Outside of War Zones, there are augmented combat simulations that players can partake in. These work exactly like the rest of the game and pit players against waves of enemies in a generically rendered environment. 

Kamala Khan standing on a desert cliff overlooking a large complex below, with cliffs and dark clouds in the distance.

A repetitive gameplay loop simply overshadows everything that the multiplayer portion of Marvel’s Avengers tries to achieve.

Players are jumping into Marvel’s Avengers to live out their superhero fantasies, not to slowly open chests and swap out body parts. As an Avenger, players should feel powerful from the offset and build upon that sense of power with skill, not attachments that can be swapped out on the fly.

The conflict Marvel’s Avengers faces seemingly has no resolution. On the one hand, the game has an engaging narrative, with emotionally charged cutscenes and stunning setpieces. On the other hand, there’s a service-style multiplayer suite, which feels very reminiscent of titles such as Anthem.
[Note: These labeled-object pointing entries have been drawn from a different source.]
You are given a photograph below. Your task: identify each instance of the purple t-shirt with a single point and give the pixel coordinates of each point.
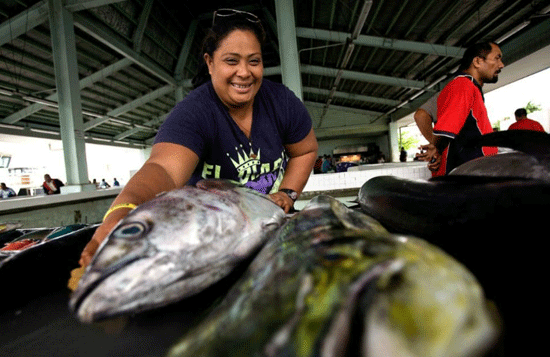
(201, 122)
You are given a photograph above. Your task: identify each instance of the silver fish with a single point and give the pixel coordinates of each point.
(527, 156)
(174, 246)
(334, 282)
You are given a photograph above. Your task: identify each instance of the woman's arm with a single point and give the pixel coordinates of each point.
(170, 166)
(302, 158)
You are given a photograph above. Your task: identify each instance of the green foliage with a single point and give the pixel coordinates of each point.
(532, 107)
(407, 141)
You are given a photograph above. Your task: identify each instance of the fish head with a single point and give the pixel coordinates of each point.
(171, 247)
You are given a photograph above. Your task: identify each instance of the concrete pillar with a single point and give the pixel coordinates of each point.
(68, 89)
(394, 141)
(288, 47)
(179, 94)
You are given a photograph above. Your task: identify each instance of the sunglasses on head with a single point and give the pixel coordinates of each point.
(223, 13)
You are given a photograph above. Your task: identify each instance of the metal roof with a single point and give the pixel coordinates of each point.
(362, 63)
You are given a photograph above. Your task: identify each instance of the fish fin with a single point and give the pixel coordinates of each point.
(76, 274)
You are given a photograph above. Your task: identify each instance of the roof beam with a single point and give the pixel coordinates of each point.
(364, 77)
(350, 130)
(352, 96)
(136, 129)
(83, 83)
(185, 50)
(24, 22)
(77, 5)
(38, 14)
(382, 42)
(129, 106)
(103, 34)
(142, 24)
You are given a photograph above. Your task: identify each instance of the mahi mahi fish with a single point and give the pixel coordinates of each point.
(174, 246)
(333, 282)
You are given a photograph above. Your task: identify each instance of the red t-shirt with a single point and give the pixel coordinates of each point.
(462, 116)
(526, 124)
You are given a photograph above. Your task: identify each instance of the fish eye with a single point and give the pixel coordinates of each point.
(130, 230)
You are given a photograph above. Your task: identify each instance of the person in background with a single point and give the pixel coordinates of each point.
(326, 165)
(524, 123)
(233, 114)
(403, 155)
(52, 186)
(104, 184)
(6, 192)
(461, 112)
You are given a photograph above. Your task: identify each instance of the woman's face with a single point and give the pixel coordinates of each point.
(236, 68)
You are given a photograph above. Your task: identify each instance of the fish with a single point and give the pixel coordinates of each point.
(35, 236)
(172, 247)
(334, 282)
(529, 157)
(43, 267)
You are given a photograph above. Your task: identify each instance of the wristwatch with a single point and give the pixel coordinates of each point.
(291, 193)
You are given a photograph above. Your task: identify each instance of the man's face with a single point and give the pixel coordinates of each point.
(491, 65)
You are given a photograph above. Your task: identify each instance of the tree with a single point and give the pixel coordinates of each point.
(532, 107)
(407, 141)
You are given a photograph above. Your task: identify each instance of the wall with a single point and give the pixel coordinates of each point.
(57, 210)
Marvel’s Avengers has a lot to prove, and I feel the beta has further muddied the waters for fans. Will the single-player segment be long enough to warrant a purchase? How will level scaling work between single-player and multiplayer modes? And will players get bored before reaching the game's conclusion?

The beta for Marvel’s Avengers raises more questions than answers. Much like anyone other than Thor attempting to carry Mjolnir, it often feels, that in the end, Avenger's may not be worthy of its namesake. We'll have to wait and see.